Surfing the internet has become the standard way to answer any question, purchase anything, and generally fill the idle corners of your day. In that solitary dialogue between your brain and the screen, it feels like whatever you view is yours and yours alone. But contrary to that feeling of privacy, your internet browsing is constantly being tracked by companies who are building an online profile of you.
This may not bother you when shopping for jeans or looking up movie times, but what about when you’re researching sensitive medical information, or viewing things of a private sexual nature?
A forthcoming study — authored by Annenberg School for Communication alumni Elena Maris (Ph.D. ’18) and Timothy Libert (Ph.D. ’17) and doctoral candidate Jennifer R. Henrichsen — analyzed over 22,000 pornography websites and found that 93% of them were sending user data to at least one third party. Google alone was tracking users on nearly 75% of the sites studied.
To make matters worse, many sites’ privacy policies failed to mention the presence of third party trackers, and some sites lacked privacy policies altogether.
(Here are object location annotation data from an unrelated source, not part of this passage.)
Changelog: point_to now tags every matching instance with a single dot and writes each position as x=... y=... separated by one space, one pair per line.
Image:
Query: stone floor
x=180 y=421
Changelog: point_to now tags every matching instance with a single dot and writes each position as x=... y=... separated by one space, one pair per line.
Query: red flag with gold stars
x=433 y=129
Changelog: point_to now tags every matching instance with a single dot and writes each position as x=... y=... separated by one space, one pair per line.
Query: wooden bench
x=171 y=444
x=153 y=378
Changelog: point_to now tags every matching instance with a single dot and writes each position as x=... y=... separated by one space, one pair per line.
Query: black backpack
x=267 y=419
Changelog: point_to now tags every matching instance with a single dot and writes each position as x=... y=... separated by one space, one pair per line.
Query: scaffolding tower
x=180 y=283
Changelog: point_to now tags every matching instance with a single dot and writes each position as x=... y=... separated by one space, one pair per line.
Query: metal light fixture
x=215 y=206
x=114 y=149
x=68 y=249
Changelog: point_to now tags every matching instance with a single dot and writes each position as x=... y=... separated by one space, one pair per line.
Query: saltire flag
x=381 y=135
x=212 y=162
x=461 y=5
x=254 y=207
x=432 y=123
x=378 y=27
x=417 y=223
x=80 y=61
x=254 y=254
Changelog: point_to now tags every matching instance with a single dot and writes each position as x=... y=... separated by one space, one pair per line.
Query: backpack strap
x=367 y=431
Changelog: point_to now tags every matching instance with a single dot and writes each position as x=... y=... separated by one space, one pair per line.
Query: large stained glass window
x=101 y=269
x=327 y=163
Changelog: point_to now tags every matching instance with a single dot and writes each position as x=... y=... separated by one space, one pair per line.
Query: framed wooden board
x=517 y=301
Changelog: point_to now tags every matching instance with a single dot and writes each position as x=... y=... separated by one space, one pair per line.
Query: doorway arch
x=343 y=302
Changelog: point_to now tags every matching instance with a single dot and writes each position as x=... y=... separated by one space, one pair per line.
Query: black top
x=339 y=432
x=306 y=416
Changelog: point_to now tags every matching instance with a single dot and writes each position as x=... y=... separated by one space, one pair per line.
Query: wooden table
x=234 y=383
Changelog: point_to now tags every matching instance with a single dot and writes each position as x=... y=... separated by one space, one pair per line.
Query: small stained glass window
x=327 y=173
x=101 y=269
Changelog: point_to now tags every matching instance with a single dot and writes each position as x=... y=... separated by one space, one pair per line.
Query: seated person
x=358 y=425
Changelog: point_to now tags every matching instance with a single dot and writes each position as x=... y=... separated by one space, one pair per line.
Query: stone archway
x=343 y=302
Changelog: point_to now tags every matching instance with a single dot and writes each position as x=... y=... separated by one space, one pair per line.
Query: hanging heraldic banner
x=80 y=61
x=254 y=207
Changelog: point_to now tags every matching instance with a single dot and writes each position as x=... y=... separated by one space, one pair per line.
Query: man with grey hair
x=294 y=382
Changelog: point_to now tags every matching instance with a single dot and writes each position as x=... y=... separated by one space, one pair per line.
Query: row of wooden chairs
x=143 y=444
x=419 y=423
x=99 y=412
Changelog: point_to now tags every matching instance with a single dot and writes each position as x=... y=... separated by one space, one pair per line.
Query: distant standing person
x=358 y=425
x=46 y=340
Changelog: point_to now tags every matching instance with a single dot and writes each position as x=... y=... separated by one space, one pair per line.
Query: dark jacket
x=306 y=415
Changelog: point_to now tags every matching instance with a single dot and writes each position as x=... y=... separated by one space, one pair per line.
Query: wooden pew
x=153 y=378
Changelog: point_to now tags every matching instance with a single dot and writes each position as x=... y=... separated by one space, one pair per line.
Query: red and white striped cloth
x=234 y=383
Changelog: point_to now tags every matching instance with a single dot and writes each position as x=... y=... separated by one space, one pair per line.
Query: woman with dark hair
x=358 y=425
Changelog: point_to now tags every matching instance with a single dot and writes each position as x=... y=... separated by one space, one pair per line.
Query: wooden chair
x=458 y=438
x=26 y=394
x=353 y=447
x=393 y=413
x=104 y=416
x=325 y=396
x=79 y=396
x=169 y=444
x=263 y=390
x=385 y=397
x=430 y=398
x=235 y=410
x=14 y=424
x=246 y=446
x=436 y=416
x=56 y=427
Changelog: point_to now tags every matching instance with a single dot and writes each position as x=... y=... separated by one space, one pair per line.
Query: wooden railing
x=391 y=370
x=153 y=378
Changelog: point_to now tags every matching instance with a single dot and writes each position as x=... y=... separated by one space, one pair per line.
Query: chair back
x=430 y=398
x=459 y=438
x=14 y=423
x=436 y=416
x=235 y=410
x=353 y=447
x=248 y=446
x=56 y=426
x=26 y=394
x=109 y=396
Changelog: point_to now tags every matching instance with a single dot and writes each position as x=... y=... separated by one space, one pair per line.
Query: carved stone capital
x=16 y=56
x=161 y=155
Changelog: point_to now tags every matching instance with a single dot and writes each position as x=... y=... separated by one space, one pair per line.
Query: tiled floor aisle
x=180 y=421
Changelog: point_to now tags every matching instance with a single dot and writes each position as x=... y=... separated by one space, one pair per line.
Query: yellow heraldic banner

The research began when Libert, now core faculty at the CyLab Security and Privacy Institute at Carnegie Mellon University, contacted fellow students at Annenberg about a collaboration on privacy and pornography. Currently a postdoctoral fellow with Microsoft Research’s Social Media Collective, Maris, who focuses on the relationships between media and tech companies and their users, and Henrichsen, who studies the implications of surveillance and tracking on journalists, were excited to work with Libert, who had previously published research on online health privacy.
“Particularly in studies of technology and the internet, both technical and cultural sensibilities are needed to make sense of the complex challenges of the digital age,” says Maris. “Our study is a great example of the rich collaborative work that can emerge when people working with different methodologies and areas of expertise come together to think about the same problem.”
Using webXray and policyXray, software developed by Libert, the researchers were able to identify third party trackers present on pornography sites and extract sites’ privacy policies. The team then analyzed the data, finding an overwhelming lack of privacy and lack of transparency about privacy on these adult websites.
L to R: Elena Maris, Timothy Libert, Jennifer R. Henrichsen
Why should we care? The researchers cite three main reasons:
First, the authors highlight the need for affirmative consent in all types of sexual activity. Watching porn falls into this category, they argue, and therefore, the lack of transparency around what information is being shared with third parties is problematic.
Second, the researchers point out that while everyone should have control over all of their personal data, certain types of information carry more risk. According to their findings, approximately half of the pornography sites analyzed have URLs that reveal a specific gender and/or sexual preference, identity, or interest.
“In the U.S., you can be fired for being LGBTQ in a number of states,” Maris says. “That alone demonstrates a severe potential consequence of a leak that revealed someone’s history of browsing gay porn sites. And legal ramifications may be even more serious in other international contexts.”
Lastly, the authors discuss the larger implications for privacy across the web. Maybe you don’t watch pornography, but you’re likely accessing some kind of content online that you consider personal or sensitive. Even if you’re using a browser with an enhanced privacy setting, like Google Chrome’s incognito mode, you’re still susceptible to online tracking.
“People often assume that using private browsing modes protects them,” Henrichsen says, “but that primarily limits your browsing history from being stored on your personal computer. In reality, private browsing modes offer little to no protection against tracking more generally. The ecosystem for tracking is vast and ever-changing, so it is incredibly difficult to truly avoid being tracked online.”
According to the researchers, new laws are needed to remedy the situation. Presently, websites are strongly encouraged, but not exactly required, to have privacy policies, and the enforcement around this is hazy. Often, when privacy policies do exist, they are written in hard to understand language.
“Our study is further proof that the current model for privacy self-regulation in the U.S. is a failure,” says Libert. “And recent FTC fines against internet companies are wholly insufficient to curb objectionable behavior. Any solutions which place the burden of privacy protection on user actions are likely to be flawed from the start.”
The authors point to the European Union’s General Data Protection Regulation (GDPR), which has specific protections for sexual life and orientation, as a step in the right direction for online privacy. But they caution that the U.S. still has a long way to go to achieve anything similar.